Madame la Défenseure des droits,
Nous avons appris par la presse que vous avez été saisie par des magistrats sur l’état de la protection de l’enfance dans le Nord et la Somme.
La FA-FPT CD62 ne représente certes pas de magistrats mais nous sommes une organisation syndicale qui œuvre pour améliorer les conditions de travail des professionnels de la protection de l’enfance et la protection des enfants bien évidemment.
Ainsi nous nous permettons de vous écrire aujourd’hui pour vous alerter sur l’état déplorable de la protection de l’enfance dans le Pas-de-Calais.
Nous alertons le Département depuis des mois sur le manque de moyens humains qui plonge l’ensemble des professionnels de la protection de l’enfance dans des souffrances et des détresses qui ne sont pas acceptables.
Les professionnels ne sont pas assez nombreux dans les services et croulent sous la charge administrative, le nombre d’enfants trop important par professionnels et les charges de travail qui s’ajoutent dès lors que certains sont en arrêt maladie, à bout et malmenés.
Par manque de places pérennes certains enfants restent à la journée sur les sites et les professionnels se retrouvent à devoir les occuper à la journée, ils courent pour les nourrir et ensuite doivent les transporter vers un lieu de couchage d’où ils devront les récupérer le lendemain pour recommencer une journée sans fin dans les mêmes conditions. Ils rentrent chez eux à des heures qui ne sont pas acceptables (23h-minuit) afin d’aller déposer des enfants chez un assistant familial qui se retrouve à accepter un enfant au pied levé dans l’urgence pour qu’il ait un couchage correct pour la nuit. Ces conditions de travail toujours dans l’urgence amènent les travailleurs sociaux à délaisser leur propre famille pour assumer leurs missions de protections de l’enfance : voici toute l’ironie de leur situation actuelle.
Comme ils sont occupés par les recherches de places et les transports, ils n’ont pas le temps de faire leurs rapports et les rédigent le soir, les week-ends et les vacances et même pendant leur arrêt maladie.
Les professionnels ont été contraints d’abandonner leurs missions de prévention et la construction des projets avec les enfants, ceci contre leurs valeurs, contre les valeurs véhiculées par leur profession.
Les enfants souffrent de cette situation, de ne pas avoir de lieu d’accueil stable.
Ils sont promenés des sites aux lieux d’accueils et inversement. Certains sont déscolarisés.
Les assistants familiaux partent à la retraite, quittent le métier et sont de moins en moins nombreux.
Le nombre de places forcément diminue également et pour rendre service aux services ils acceptent d’accueillir des enfants en surcapacités (nombre d’accueil plus important que celui qui leur est octroyé par leur agrément délivré par la PMI du Conseil départemental). Que se passerait-il en cas d’accident en ayant un nombre d’enfants accueillis trop importants ?
Les professionnels dans leur ensemble ne supportent plus d’exercer leurs missions dans de telles conditions et ont le sentiment de participer à la maltraitance des enfants. Ils tentent de garder la tête hors de l’eau mais tout est fait pour la leur enfoncer.
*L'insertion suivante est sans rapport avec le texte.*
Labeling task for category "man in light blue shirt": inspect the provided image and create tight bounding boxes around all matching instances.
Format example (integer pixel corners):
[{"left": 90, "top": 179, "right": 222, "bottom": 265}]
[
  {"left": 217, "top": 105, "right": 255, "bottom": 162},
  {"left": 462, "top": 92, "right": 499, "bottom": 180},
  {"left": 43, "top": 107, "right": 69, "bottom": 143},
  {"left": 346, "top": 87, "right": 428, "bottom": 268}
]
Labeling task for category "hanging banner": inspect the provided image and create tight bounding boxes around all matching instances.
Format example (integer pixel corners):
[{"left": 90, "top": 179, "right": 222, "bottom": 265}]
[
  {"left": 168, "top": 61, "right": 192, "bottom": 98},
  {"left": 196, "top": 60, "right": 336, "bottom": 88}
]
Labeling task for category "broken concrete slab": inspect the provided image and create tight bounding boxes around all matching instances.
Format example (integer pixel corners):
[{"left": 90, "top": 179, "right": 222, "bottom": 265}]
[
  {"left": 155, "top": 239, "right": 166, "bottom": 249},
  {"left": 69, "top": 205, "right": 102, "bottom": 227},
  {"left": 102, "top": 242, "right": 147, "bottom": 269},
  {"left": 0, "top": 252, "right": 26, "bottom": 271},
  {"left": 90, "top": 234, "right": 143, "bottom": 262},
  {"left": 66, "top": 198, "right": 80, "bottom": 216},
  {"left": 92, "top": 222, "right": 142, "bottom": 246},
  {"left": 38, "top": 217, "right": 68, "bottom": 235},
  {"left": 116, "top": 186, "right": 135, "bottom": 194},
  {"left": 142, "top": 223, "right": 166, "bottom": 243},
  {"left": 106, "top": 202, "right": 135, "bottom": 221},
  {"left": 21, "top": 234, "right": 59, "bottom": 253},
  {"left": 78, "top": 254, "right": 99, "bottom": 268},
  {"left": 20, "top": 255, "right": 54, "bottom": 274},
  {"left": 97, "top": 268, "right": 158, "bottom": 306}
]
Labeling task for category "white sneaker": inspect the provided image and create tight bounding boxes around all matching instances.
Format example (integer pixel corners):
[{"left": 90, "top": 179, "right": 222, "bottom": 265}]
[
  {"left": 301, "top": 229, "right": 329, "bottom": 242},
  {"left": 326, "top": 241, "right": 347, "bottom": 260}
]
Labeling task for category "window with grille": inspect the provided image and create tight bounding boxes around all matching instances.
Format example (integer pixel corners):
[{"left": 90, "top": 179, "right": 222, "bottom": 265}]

Nous avons bien conscience que le Département dans son rôle de chef de file de la protection de l’enfance ne peut tout faire à lui seul et qu’il a besoin de moyens financiers pour développer les moyens humains selon les besoins des enfants et leur nombre de plus en plus important. Il faut donner des moyens au Département, rapidement, pour qu’il puisse embaucher, rendre les métiers plus attractifs et permettre aux professionnels de revenir à leur cœur de métier.
C’est pourquoi nous alertons les pouvoirs publics : nous avons écrit au Ministre des Solidarités et à la Secrétaire d’Etat chargée de la protection de l’enfance. Nous les avons alertés sur les conditions de travail des professionnels qui n’arrivent plus à protéger les enfants. Nous nous rassemblons régulièrement devant l’hôtel du Département à Arras, nous alertons les élus du Département, nous avons rencontré le Préfet à l’occasion de la journée mondiale du travail social. Nous faisons le maximum pour que chacun prenne conscience des conditions d’exercice de ces missions qui ne peuvent plus durer.
On entend parler de la protection de l’enfance et de la création du Comité interministériel par le gouvernement mais nous avons besoin de faits, nous avons besoin d’aide, nous avons besoin que ces mots ne restent pas vains et nous en avons besoin en urgence.
Nous avons besoin de vous.
Espérant que notre cause retiendra également votre attention, nous vous prions d’agréer Madame la Défenseure des droits, nos salutations respectueuses.
La Secrétaire Générale,
Sandrine Trépié
Nous avons joint notre courrier à la Secrétaire d’Etat pour information à la Défenseure.